Tax authorities around the world, including several in Africa, are adopting the same Artificial Intelligence (AI) technologies increasingly used by private sector companies, to obtain a 360-degree view of their customers and extensive insights. This is in a concerted effort to the high incidence of tax evasion experienced in many countries.
According to Dennis Lupambo, Managing Executive at Mint Group Africa, AI has come a long way in recent years making it easier for companies to aggregate all customer data onto an AI-driven Customer Data Platform (CDP).
He points out that private sector companies, particularly those in the financial services and retail sectors, have worked tirelessly, and devoted considerable time, effort, and money, to unify and ingest their customer data in an effort to obtain insights into individual customer needs, preferences, attitudes, and behaviors. Often, these insights are spread across various internal and external sources.
Disparate Data Systems are Proving to be Inefficient
Generally, the focus is on the customer, optimizing the customer journey, developing new services, and addressing customer issues. Leveraging data also works to the benefit of the business, often helping them to make smarter decisions and differentiate themselves from competitors by building significant, tailored, and valuable solutions.
The challenge facing companies is that the sources of customer data are often dispersed – held in different departments within the same company, and different subsidiaries across the same group. There is also considerable value to be gleaned from data that are available from different customer-facing touchpoints, ranging from face-to-face or remote, call-center-based interactions to email and social media.
The Power of a Customer Data Platform
By drawing on AI’s data matching and analytical power and its tolerance of inaccuracies, CDPs can easily collect data from all existing legacy systems. It can then analyze this data, regardless of the format in which it is presented – and without being overwhelmed by the sheer quantity of data that becomes available.
This not only eliminates the need for complex data integration or data warehouse projects, it also delivers significant value. Unlike data warehouses that lack analytical capabilities, the AI in CDPs quickly turns raw data into easily accessible and meaningful customer insights.
How AI is Used to Retain Customers
Financial sector companies, such as banks, can use these insights to improve their fraud detection, for more accurate credit scoring, and for complying with statutory legislation around Anti-Money-Laundering and Know Your Customer requirements.
In addition, the information can be used to better segment customers to enable more targeted marketing and promotional campaigns. This helps to increase the customers’ lifetime value and reduce customer churn.
Lupambo points out that with the bottom 80% of customers bringing in only 20% of business value, the importance of businesses having the ability to identify their most valuable customers cannot be over-emphasized.
It’s widely estimated that it can cost five times more to attract a new customer than to retain an existing one. In fact, increasing customer retention rates by 5% can translate into a 25 to 95% improvement in profits.

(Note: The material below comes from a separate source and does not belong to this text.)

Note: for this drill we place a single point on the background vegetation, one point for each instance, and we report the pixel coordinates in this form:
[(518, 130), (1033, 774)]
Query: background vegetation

The Growing Investment in AI-Powered Industries
The powerful AI-driven CPD technology is being widely used across a host of industry sectors. While financial services – banking and insurance – and retail are probably at the forefront of the CDP trend, many others including the mobile and telecommunications, healthcare, and education industries are also starting to make strides in their move to attain 360-degree views of their clients, customers, students, and patients.
“Every industry which wants to provide a better service to its customers, or to improve its own productivity and efficacy can benefit from this technology,” says Lupambo.
This is extending to the government sector with tax authorities, including many in sub-Saharan Africa currently investigating how AI and CDPs can help them boost their tax collections and slow or even reverse the trend of shrinking tax revenues.
Lupambo says that effective tax collection has become an increasingly urgent challenge for almost every revenue authority on the continent.
Increasing the Efficiency of Tax Collections
A study conducted by the UN Economic Commission for Africa (UNECA) found that improved tax governance and efficiency could deliver as much as US$110 billion in new tax revenue between 2020 and 2025 – more than double the US$51.8 billion Africa received in official development assistance in 2018.
“In much the same way as private sector companies use CDPs to obtain comprehensive insights into their customers, tax authorities can flesh out their partial view of taxpayers by following the digital footprints we all leave, whether we realize it or not,” Lupambo says.
“Even if an individual attempts to go off the digital grid by, for example, only using cash and avoiding social media, they will leave a trail somewhere.”
Purposeful Data Processing
Legislation such as the Protection of Private Information (POPI) Act doesn’t protect such information from the government mandate to obtain information on citizens and residents for tax purposes. However, tax authorities don’t necessarily have to access information held by banks, for example.
They could obtain a great deal of data simply by trawling the databases in many different government departments, from Customs and Excise to the Deeds Office where all fixed property is registered, or even vehicle licensing departments.
Conclusion
“By tapping these sources of information and combining it with the power of AI , Machine Learning, and powerful technology, the tax authority will be able to segment and predict which taxpayers to investigate. Indeed, the need for cumbersome lifestyle audits may also be reduced as much of the anomalies in terms of declared income and undeclared assets could be readily laid bare,” Lupambo concludes.